Each component of the installation fused the familiar and the complex, functioning as a structural model for key aspects of Quantum Journalism which attempts to trace, from Hellenism to the present, the development of what Balk terms “the subjective mind” within a field of “extensive relations.” Preliminary, 1993, emphasizes the portable and the relational and, as the title suggests, designates something prior to the main event. Perhaps with pun intended, the tables are “set” with cut-up vegetables that function as basic building-blocks, exhibiting series of relations analogous to the mathematical properties that form the basis of set theory. Similarly, Incomplete Display for a Fund-Raising Event, 1993, stages another “antecedent event.” Various partially unpacked printed materials, including posters, brochures, cards, books, and annual reports were stacked around a podium pushed against a wall. In suggesting that these materials were assembled prior to the anticipated “fund raiser” and that the display itself is incomplete, Balk makes reference to the notion of the antecedent as it is used in logic, defining this work as a conditional element of a hypothetical proposition.

The literal presentation of an “antecedent body,” or stand-in body, one established as such in both works, metaphorically demonstrates a key concept of Quantum Journalism. Within the field of extensive relations (ourselves and our bodies in discursive relation to the world), Balk identifies the antecedent body as the pinnacle of subjectivity. Each component of the installation, at varying and expanding levels of complexity, is directed toward the investigation of how we measure and provide models for its exploration. In Napkin Sets, 1993, the inquiry is laid out in four stages and incorporates, in part, different phenomenological and spatial models of how we consciously apprehend the world and develop cognitive self-awareness. Alexandria is an allegory of this process, and in its very form—at once allegorical and journalistic—invokes how “the most objective physical reality, quantumly speaking, is always determined by the subject.”

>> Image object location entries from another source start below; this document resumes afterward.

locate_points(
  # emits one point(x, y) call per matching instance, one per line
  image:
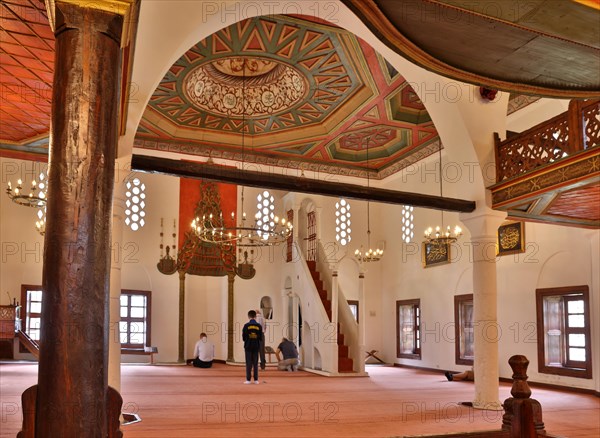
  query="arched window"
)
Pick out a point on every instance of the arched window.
point(135, 204)
point(265, 218)
point(408, 226)
point(342, 222)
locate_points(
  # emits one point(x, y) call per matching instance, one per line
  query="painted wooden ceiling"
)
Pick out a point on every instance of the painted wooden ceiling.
point(533, 47)
point(292, 93)
point(26, 74)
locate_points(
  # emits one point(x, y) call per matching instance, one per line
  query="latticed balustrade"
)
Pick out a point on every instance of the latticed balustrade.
point(572, 131)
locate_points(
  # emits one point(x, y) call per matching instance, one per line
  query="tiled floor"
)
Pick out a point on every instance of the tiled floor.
point(179, 401)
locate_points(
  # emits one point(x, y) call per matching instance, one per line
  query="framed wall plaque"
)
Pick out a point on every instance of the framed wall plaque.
point(511, 238)
point(435, 254)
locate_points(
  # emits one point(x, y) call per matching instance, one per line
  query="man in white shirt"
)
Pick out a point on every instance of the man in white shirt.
point(204, 352)
point(261, 320)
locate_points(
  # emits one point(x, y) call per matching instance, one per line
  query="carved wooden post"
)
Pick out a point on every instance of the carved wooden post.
point(72, 393)
point(575, 120)
point(230, 315)
point(523, 415)
point(180, 357)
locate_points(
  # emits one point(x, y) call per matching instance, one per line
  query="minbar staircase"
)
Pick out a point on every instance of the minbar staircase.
point(30, 344)
point(345, 364)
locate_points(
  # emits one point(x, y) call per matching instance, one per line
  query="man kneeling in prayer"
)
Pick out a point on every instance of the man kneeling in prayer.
point(290, 356)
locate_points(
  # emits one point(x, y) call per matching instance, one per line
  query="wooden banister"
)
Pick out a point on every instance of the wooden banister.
point(565, 134)
point(32, 346)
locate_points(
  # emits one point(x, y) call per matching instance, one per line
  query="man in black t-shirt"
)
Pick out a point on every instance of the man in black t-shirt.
point(252, 334)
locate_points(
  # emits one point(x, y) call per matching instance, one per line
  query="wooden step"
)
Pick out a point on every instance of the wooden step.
point(342, 351)
point(345, 365)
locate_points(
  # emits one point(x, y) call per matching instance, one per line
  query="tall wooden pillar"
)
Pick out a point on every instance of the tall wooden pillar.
point(72, 381)
point(181, 348)
point(230, 315)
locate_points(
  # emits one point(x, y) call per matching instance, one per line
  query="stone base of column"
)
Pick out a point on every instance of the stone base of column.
point(487, 406)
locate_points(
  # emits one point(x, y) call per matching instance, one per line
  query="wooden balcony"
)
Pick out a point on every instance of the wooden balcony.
point(551, 172)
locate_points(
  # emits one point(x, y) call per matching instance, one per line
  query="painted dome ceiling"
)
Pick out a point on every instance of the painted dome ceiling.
point(293, 93)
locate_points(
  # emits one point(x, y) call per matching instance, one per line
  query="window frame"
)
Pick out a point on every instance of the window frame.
point(357, 304)
point(128, 348)
point(459, 330)
point(416, 325)
point(23, 312)
point(568, 368)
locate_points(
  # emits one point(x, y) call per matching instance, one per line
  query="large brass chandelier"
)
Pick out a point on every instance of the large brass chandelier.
point(442, 235)
point(267, 229)
point(261, 232)
point(36, 196)
point(369, 255)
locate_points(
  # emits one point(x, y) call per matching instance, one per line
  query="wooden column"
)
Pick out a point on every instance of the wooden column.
point(362, 324)
point(72, 381)
point(230, 316)
point(335, 319)
point(180, 357)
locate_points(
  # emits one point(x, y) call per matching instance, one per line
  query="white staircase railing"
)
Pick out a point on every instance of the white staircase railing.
point(319, 340)
point(348, 325)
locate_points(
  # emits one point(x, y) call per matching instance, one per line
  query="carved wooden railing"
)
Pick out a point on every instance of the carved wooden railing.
point(522, 415)
point(573, 131)
point(31, 345)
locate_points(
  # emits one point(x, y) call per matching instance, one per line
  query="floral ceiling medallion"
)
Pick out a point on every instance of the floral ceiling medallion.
point(245, 86)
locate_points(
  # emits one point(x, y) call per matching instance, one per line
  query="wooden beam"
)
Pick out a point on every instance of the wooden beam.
point(248, 178)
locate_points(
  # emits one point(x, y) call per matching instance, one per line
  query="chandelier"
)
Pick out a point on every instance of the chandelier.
point(36, 196)
point(40, 224)
point(266, 230)
point(441, 235)
point(370, 255)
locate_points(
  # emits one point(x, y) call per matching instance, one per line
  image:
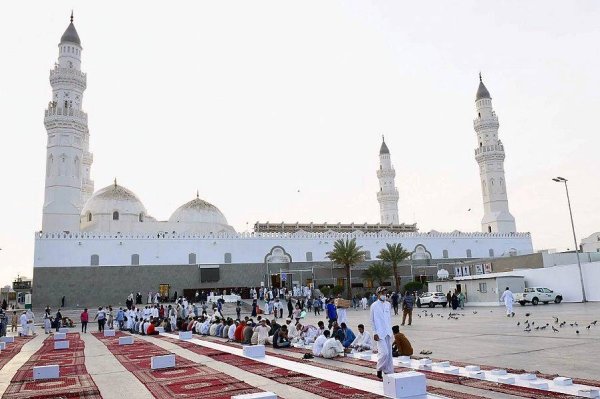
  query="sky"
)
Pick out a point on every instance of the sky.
point(274, 110)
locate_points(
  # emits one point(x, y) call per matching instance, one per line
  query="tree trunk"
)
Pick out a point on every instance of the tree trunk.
point(396, 277)
point(349, 284)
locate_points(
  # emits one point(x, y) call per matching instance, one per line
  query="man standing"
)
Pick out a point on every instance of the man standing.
point(408, 302)
point(508, 298)
point(381, 324)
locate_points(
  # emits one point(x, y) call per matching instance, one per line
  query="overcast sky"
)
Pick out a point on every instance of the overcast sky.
point(249, 102)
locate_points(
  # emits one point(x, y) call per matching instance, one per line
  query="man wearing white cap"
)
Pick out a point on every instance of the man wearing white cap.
point(381, 323)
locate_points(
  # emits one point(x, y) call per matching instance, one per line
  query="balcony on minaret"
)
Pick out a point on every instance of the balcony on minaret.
point(59, 113)
point(483, 123)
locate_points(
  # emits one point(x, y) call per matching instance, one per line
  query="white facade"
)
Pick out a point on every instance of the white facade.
point(490, 157)
point(591, 243)
point(68, 160)
point(78, 249)
point(388, 193)
point(112, 227)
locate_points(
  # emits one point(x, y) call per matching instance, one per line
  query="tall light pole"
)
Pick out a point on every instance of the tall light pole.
point(563, 180)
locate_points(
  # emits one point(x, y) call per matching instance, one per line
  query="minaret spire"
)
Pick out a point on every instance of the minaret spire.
point(388, 194)
point(489, 155)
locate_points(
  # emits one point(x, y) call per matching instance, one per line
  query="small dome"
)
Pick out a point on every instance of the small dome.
point(200, 216)
point(114, 198)
point(71, 35)
point(482, 92)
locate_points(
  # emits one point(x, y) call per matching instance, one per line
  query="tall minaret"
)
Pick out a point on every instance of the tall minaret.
point(388, 194)
point(68, 160)
point(490, 157)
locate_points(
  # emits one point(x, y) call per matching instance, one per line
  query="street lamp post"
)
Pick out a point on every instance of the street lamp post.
point(563, 180)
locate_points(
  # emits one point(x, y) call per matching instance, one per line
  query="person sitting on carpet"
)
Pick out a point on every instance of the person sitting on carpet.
point(348, 335)
point(401, 345)
point(319, 342)
point(280, 340)
point(332, 347)
point(363, 340)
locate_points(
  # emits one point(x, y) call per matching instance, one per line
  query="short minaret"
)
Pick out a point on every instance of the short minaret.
point(68, 160)
point(490, 157)
point(388, 194)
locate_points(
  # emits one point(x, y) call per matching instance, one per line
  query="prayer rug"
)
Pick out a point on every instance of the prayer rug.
point(12, 349)
point(74, 381)
point(186, 380)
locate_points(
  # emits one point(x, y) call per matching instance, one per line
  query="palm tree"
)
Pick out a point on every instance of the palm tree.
point(378, 272)
point(346, 253)
point(394, 254)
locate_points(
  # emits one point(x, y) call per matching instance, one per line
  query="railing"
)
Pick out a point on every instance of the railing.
point(59, 111)
point(489, 148)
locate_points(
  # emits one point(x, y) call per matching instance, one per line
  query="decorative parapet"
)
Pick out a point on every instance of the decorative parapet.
point(269, 236)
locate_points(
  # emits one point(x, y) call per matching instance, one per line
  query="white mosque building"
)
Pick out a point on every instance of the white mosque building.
point(100, 235)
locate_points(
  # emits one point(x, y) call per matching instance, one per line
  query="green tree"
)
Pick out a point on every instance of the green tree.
point(378, 272)
point(394, 254)
point(348, 254)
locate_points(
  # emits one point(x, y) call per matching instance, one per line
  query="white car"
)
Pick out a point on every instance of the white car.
point(535, 295)
point(431, 299)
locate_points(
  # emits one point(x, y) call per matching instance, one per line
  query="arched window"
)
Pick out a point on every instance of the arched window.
point(95, 260)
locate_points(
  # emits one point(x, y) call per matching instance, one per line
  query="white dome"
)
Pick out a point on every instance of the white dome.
point(114, 198)
point(199, 216)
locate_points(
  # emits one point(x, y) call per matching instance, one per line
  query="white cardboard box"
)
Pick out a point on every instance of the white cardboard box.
point(506, 379)
point(404, 385)
point(539, 384)
point(254, 350)
point(162, 362)
point(259, 395)
point(127, 340)
point(61, 344)
point(46, 372)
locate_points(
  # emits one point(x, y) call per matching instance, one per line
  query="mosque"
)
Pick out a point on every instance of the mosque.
point(98, 246)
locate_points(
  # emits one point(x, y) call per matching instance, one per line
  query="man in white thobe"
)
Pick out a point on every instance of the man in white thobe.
point(508, 298)
point(363, 340)
point(381, 323)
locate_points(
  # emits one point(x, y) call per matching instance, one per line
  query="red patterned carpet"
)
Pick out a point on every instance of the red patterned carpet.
point(74, 381)
point(294, 379)
point(187, 380)
point(12, 349)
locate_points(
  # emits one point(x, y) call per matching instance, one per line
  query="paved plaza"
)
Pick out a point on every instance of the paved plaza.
point(481, 336)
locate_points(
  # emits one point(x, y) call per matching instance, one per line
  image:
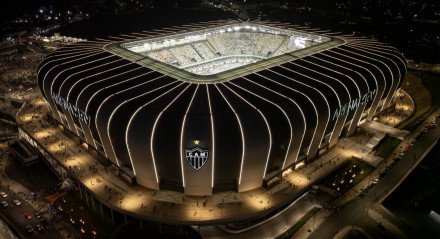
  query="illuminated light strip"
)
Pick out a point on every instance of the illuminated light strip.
point(42, 82)
point(96, 92)
point(73, 67)
point(388, 97)
point(302, 114)
point(310, 100)
point(155, 124)
point(320, 93)
point(267, 125)
point(116, 38)
point(243, 144)
point(340, 82)
point(129, 124)
point(103, 40)
point(355, 71)
point(340, 73)
point(392, 75)
point(366, 63)
point(182, 131)
point(374, 78)
point(54, 59)
point(75, 73)
point(288, 120)
point(98, 65)
point(386, 48)
point(387, 51)
point(319, 82)
point(116, 109)
point(212, 137)
point(105, 100)
point(49, 97)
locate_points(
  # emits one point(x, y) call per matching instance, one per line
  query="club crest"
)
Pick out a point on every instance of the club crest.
point(196, 157)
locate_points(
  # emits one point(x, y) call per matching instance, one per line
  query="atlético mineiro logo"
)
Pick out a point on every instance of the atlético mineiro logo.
point(196, 157)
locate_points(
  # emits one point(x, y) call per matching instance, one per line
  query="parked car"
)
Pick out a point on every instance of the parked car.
point(4, 204)
point(39, 227)
point(29, 229)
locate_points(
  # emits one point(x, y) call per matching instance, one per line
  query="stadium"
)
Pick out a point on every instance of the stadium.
point(224, 107)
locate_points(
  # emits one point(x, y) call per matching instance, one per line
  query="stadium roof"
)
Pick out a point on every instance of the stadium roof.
point(129, 49)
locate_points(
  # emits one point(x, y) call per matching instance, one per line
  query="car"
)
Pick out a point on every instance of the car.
point(29, 229)
point(39, 227)
point(16, 202)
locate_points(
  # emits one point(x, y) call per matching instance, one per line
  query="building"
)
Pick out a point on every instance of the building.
point(220, 108)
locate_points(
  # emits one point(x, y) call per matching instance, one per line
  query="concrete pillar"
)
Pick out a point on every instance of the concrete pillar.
point(113, 219)
point(80, 192)
point(93, 202)
point(87, 200)
point(102, 212)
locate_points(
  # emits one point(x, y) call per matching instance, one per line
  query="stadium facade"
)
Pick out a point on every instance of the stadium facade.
point(223, 108)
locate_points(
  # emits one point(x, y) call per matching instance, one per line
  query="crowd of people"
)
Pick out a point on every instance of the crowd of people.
point(18, 74)
point(200, 56)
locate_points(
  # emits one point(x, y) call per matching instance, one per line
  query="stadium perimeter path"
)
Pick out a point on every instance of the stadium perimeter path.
point(168, 206)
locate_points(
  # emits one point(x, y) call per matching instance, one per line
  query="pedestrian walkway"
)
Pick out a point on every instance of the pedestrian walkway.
point(375, 127)
point(171, 206)
point(166, 205)
point(37, 205)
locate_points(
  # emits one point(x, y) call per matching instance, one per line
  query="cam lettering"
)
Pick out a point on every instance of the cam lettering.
point(353, 104)
point(72, 109)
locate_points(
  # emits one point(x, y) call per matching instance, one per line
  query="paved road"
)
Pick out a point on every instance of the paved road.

Balk’s art, in a sense, functions as a series of “nexus environments,” progressing from antecedent bodies (the tables and settings, the podium and presentational materials), to illustrations of objects, processes, and spatial models (the large pencil drawings, for example), to a quasi-historical book (the truthful account of a fictional event). Balk’s relational factor is analogous to Joseph Kosuth’s early investigations, in which the object, the representation of the object, and the textual definition of the object are presented as an ensemble. Indeed, one must consider Balk’s work as an extension of early Conceptual art. Yet if we allow for Sol LeWitt’s formulation that “the philosophy of the work is implicit in the work and is not an illustration of any system of philosophy,” then, in the strictest sense, Balk’s work is something other than classically Conceptual. Philosophy is, indeed, implicit in his art; yet his art consists precisely in the development of a system of philosophy that might ultimately be termed quantum metaphysics.